Vachellia rigidula
Acacia rigidula.jpg

Secure (NatureServe)[2]
Scientific classification edit
Kingdom: Plantae
Clade: Tracheophytes
Clade: Angiosperms
Clade: Eudicots
Clade: Rosids
Order: Fabales
Family: Fabaceae
Clade: Mimosoideae
Genus: Vachellia
V. rigidula
Binomial name
Vachellia rigidula
(Benth.) Seigler & Ebinger
Acacia rigidula range map.png
Natural range
  • Acacia rigidula Benth.[3]
  • Acaciopsis rigidula (Benth.) Britton & Rose

Vachellia rigidula, commonly known as blackbrush acacia or chaparro prieto, and also known as Acacia rigidula, is a species of shrub or small tree in the legume family, Fabaceae. Its native range stretches from Texas in the United States south to central Mexico.[3] This perennial is not listed as being threatened.[4] It reaches a height of 5–15 feet (1.5–4.6 m).[5] Blackbrush Acacia grows on limestone hillsides and canyons.[6]


A phytochemical study of V. rigidula[7] by workers at the Texas A & M University Agricultural Research and Extension Center at Uvalde, TX, reported the presence of over forty alkaloids, including low amounts (up to around 15 ppm) of several amphetamines that had previously been found by the same research group in the related species Senegalia berlandieri,[8] but which otherwise are known only as products of laboratory synthesis.
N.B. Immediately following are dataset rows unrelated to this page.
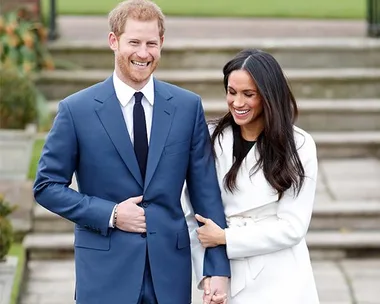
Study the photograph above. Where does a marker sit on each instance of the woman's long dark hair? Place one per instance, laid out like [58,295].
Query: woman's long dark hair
[276,146]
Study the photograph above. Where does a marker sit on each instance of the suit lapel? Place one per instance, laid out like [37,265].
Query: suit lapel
[163,113]
[111,117]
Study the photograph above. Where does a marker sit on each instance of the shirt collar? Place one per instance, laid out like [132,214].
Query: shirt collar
[125,93]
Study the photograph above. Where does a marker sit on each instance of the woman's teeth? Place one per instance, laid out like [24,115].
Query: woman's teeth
[139,63]
[241,112]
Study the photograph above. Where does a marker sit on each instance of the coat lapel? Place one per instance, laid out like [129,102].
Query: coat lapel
[163,113]
[112,119]
[251,188]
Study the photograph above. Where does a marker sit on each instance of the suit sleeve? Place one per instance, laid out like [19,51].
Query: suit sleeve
[56,166]
[293,216]
[204,192]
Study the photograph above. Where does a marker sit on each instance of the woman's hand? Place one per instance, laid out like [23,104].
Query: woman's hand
[210,234]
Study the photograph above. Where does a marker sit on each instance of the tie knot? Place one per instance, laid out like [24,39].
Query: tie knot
[138,97]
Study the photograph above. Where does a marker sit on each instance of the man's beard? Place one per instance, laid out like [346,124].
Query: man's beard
[124,65]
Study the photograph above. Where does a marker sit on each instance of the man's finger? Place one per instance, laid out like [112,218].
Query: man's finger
[201,219]
[219,298]
[206,286]
[206,299]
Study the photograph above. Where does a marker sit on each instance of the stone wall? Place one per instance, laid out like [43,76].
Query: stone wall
[33,6]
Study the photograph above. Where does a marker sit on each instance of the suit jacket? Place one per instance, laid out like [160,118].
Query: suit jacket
[89,137]
[265,236]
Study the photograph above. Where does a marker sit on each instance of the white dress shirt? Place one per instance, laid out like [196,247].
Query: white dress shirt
[125,95]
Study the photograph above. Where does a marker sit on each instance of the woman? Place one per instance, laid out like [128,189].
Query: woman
[267,171]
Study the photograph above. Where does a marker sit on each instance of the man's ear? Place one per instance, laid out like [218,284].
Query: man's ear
[113,42]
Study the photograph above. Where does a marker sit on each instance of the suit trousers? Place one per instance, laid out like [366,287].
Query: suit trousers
[147,295]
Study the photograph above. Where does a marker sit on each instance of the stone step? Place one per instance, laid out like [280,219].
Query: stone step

Compounds found in the highest concentrations (ranging from a few hundred to a few thousand ppm) were phenethylamine, N-methylphenethylamine, tyramine and N-methyltyramine. Other notable compounds reported were N,N-dimethyltryptamine, mescaline, amphetamine, methamphetamine and nicotine, although these were found in low concentrations (e.g. mescaline at 3-28 ppm).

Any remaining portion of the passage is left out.